Evolução Rápida do Mercado: O mercado de produtos de tabaco e nicotina está em constante evolução, exigindo políticas suficientemente flexíveis para abordar estas mudanças.
Equilíbrio entre Prevenção e Redução de Danos: Existe um debate contínuo sobre como equilibrar as estratégias de prevenção com as estratégias de redução de danos para fumadores adultos.
A discrepância entre os dados do Eurobarómetro e a abordagem proposta pela Comissão sublinha a complexidade de desenvolver políticas de saúde pública eficazes e baseadas em evidências no domínio do tabaco e da nicotina. À medida que a proposta avança para consideração no Parlamento Europeu, é provável que estas questões sejam objeto de intenso debate.
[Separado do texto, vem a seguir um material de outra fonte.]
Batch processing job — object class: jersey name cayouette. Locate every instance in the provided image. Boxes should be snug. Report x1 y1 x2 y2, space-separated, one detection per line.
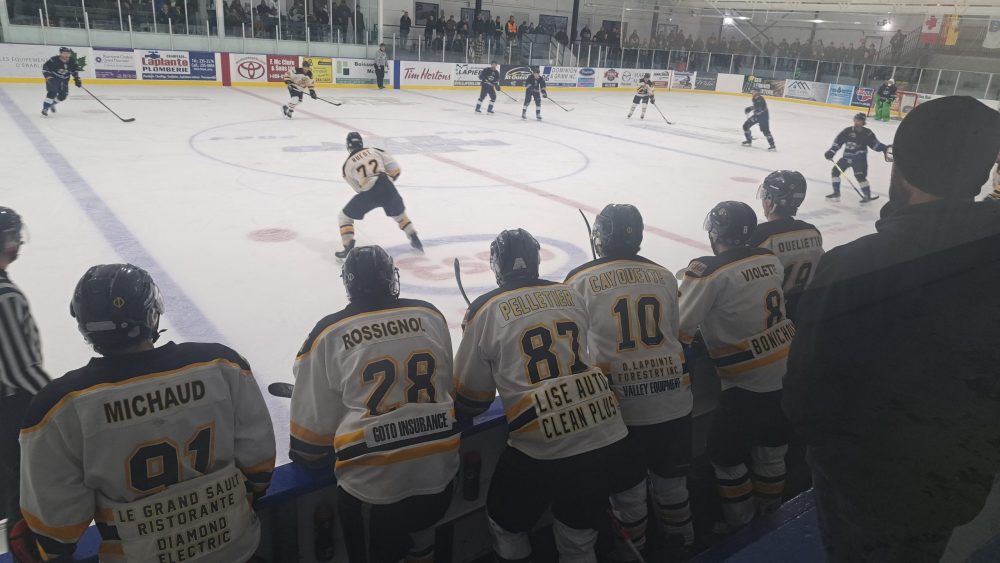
680 246 795 393
750 217 823 297
291 299 459 504
455 279 627 459
21 343 275 562
343 147 402 193
566 256 693 426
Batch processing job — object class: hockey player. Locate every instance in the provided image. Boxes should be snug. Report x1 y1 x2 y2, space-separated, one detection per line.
42 47 83 116
281 61 316 119
680 201 795 533
566 204 694 555
476 61 500 113
21 264 275 563
823 113 886 203
291 246 459 563
521 66 549 121
625 72 656 119
875 78 896 121
455 229 628 562
336 131 424 259
741 88 778 151
750 170 823 321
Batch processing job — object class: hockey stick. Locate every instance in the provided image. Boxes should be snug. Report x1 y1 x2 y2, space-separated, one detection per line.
455 258 472 305
289 84 344 106
80 86 135 123
545 96 573 112
267 382 295 399
577 209 597 260
652 103 673 125
608 510 646 563
833 161 878 203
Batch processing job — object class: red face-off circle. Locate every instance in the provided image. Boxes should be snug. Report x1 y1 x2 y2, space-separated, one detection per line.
247 229 299 242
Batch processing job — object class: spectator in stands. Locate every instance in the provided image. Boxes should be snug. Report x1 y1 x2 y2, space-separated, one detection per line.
399 10 413 49
783 96 1000 562
889 29 906 59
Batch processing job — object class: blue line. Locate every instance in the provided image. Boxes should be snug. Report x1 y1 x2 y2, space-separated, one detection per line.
0 89 223 342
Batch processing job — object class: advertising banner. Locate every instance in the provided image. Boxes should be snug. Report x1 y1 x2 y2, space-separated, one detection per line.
670 72 695 90
598 68 621 88
139 49 216 80
399 61 458 86
333 59 392 85
694 74 718 92
93 47 136 80
851 87 875 108
454 63 490 86
267 55 299 82
785 80 830 102
229 54 267 82
826 84 854 106
576 67 597 88
743 76 785 98
302 57 333 84
0 44 90 78
542 66 577 87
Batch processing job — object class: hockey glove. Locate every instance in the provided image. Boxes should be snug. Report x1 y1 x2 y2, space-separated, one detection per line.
10 520 42 563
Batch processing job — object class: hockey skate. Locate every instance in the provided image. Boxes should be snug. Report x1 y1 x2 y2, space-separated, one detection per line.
333 240 354 260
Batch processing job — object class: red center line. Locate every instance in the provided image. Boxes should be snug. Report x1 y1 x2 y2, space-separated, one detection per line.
233 88 711 251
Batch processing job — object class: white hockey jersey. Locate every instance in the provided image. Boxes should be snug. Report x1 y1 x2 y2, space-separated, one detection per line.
566 256 694 426
21 343 275 563
455 280 627 459
342 147 402 193
291 299 459 504
750 217 823 296
680 246 795 393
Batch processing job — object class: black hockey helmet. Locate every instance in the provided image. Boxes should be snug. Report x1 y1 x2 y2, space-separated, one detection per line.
69 264 163 354
705 201 757 246
591 203 642 258
490 229 541 285
340 245 399 303
347 131 365 151
0 207 23 246
757 170 806 215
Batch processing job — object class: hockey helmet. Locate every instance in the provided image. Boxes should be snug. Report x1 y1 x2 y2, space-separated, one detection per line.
704 201 757 246
757 170 806 215
340 246 399 302
69 264 163 354
591 203 642 258
347 131 365 151
490 229 541 285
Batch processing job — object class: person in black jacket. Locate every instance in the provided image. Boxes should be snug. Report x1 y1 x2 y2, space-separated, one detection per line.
42 47 83 116
476 61 500 113
782 96 1000 563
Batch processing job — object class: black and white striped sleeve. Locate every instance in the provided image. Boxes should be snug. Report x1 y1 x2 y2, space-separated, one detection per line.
0 291 49 394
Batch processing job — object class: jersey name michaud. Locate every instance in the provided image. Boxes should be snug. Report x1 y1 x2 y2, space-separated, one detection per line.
341 317 426 350
104 379 205 424
740 264 778 281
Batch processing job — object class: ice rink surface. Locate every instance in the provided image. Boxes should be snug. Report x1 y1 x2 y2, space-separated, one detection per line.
0 85 908 461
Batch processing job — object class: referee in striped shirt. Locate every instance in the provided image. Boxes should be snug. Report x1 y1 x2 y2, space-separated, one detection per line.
0 207 49 545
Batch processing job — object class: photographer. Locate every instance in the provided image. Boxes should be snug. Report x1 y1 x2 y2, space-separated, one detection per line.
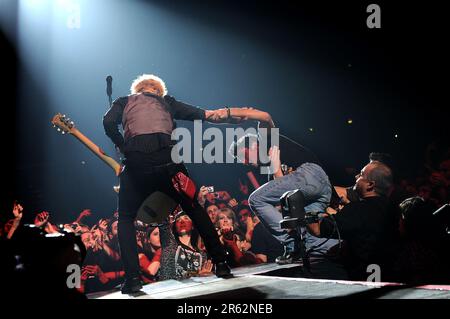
216 208 263 267
307 161 398 281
A Comissão Europeia anunciou que realizará uma audição pública sobre o tema em outubro de 2024, oferecendo uma oportunidade para que todas as partes interessadas apresentem as suas perspetivas e evidências. Esta discussão continuará a ser crucial para moldar políticas que equilibrem eficazmente a proteção da saúde pública com estratégias de redução de danos baseadas em evidências.